労働法に「社長」という言葉は出てこない
訴訟に持ち込まれたら会社は不利?
「社長の用心棒になって、社員からの不当な要求を追い払ってやる」という弁護士になりたてだったころの私の誓いは、労働裁判に負け続け、海の波間に消えていった。
たとえば、とある運送関連の会社では、いわゆる問題社員が休日に酒気帯び運転をした。日々の指導にもかかわらず、彼が一向に反省しない姿勢を社長は許せず、解雇した。「ここまで問題があれば、訴訟はなんとかいけるだろう」と考えていたら、裁判所から「ちょっと処分が重すぎますね」と言われてしまった。同席した社長は天井を見上げた。なんというか、弁護士としての予想がはずれて、なんともつらい立場に置かれてしまった。
こんな死屍累々の経験の果てに、私は「裁判に持ち込まれる前に解決する」と事務所の方針を切り替えた。では、なぜ労働事件は社長にとってこれほど不利なのだろうか。
労働法に「社長」はいない
日本には、労働契約法や労働基準法といった「労働」に関する法律が、ざっと思いつくだけでも19種類くらいある。これに政令や省令も含めれば、さらに増えてくる。弁護士といえども、そのすべてを把握しているわけではなく、必要に応じて調べながら対応しているのが現状だ。
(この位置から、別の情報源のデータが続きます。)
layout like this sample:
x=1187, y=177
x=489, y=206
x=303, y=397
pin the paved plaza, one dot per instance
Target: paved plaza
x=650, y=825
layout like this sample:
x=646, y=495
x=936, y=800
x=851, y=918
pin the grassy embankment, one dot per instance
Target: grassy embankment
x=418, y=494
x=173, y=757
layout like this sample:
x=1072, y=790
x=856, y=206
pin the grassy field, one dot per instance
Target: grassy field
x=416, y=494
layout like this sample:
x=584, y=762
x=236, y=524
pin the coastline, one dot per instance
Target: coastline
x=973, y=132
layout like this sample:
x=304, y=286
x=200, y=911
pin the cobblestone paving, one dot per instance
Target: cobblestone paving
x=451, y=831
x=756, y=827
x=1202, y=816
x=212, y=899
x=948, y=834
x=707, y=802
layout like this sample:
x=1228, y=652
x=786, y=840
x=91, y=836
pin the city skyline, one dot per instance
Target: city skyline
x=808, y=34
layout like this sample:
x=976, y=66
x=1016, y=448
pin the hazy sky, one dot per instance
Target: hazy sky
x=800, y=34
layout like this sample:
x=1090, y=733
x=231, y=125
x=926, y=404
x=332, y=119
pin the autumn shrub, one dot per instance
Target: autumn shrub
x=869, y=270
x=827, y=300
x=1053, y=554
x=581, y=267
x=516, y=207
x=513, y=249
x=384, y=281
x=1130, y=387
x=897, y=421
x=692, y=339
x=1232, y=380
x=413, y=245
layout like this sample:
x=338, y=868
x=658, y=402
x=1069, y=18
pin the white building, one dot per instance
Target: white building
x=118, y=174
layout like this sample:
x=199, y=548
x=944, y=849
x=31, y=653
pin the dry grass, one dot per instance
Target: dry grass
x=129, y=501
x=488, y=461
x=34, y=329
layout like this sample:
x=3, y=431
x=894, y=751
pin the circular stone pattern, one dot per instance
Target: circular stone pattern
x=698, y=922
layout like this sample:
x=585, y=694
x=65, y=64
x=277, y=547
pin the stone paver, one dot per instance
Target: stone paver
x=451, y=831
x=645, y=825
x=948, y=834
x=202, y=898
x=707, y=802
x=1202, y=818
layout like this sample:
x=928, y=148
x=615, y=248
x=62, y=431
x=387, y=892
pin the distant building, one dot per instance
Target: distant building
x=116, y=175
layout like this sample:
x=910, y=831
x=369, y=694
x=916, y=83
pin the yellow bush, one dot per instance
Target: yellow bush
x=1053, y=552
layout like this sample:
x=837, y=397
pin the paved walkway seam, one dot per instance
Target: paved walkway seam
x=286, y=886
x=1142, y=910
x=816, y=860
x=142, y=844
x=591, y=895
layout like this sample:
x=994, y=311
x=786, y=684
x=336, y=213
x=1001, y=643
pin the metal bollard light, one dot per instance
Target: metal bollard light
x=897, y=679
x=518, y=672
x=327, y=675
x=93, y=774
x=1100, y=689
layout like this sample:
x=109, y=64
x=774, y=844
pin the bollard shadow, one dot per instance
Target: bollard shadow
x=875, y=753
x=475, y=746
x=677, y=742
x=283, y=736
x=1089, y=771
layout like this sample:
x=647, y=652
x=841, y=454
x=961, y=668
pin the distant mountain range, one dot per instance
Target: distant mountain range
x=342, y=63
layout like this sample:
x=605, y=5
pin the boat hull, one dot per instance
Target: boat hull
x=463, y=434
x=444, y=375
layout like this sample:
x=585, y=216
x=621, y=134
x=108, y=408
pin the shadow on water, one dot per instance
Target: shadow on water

とくに労働分野は政治の影響を受けやすく、法改正も多いため、アップデートするだけでも結構大変だったりする。
このように、労働に関する規制はあまたあれども、実は「社長」という言葉は条文のどこにも出てこない。労働基準法をはじめとした労働法規は、基本的に「社員」を守るものであって、「社長」を守るものではないのだ。そもそも日本の法律は、大企業を想定した仕組みが多い。たとえば、会社法の大原則として「所有と経営の分離」を司法試験の受験時に学ぶ。「優秀な人物に経営を依頼することが効率的」という趣旨だ。
でも、実際には日本の中小企業の大半がオーナー企業であり、所有(株主)と経営(代表取締役)が同一であるのが普通だ。しかも優秀だろうがそうでなかろうが、オーナーの子どもが後継者になることが既定路線になっている。
このように日本の法制度と同族企業の経営の実態はまったく合致していない。労働法もしかりだ。「法律は中小企業の実態をわかっていない」と嘆いてもなにもはじまらない。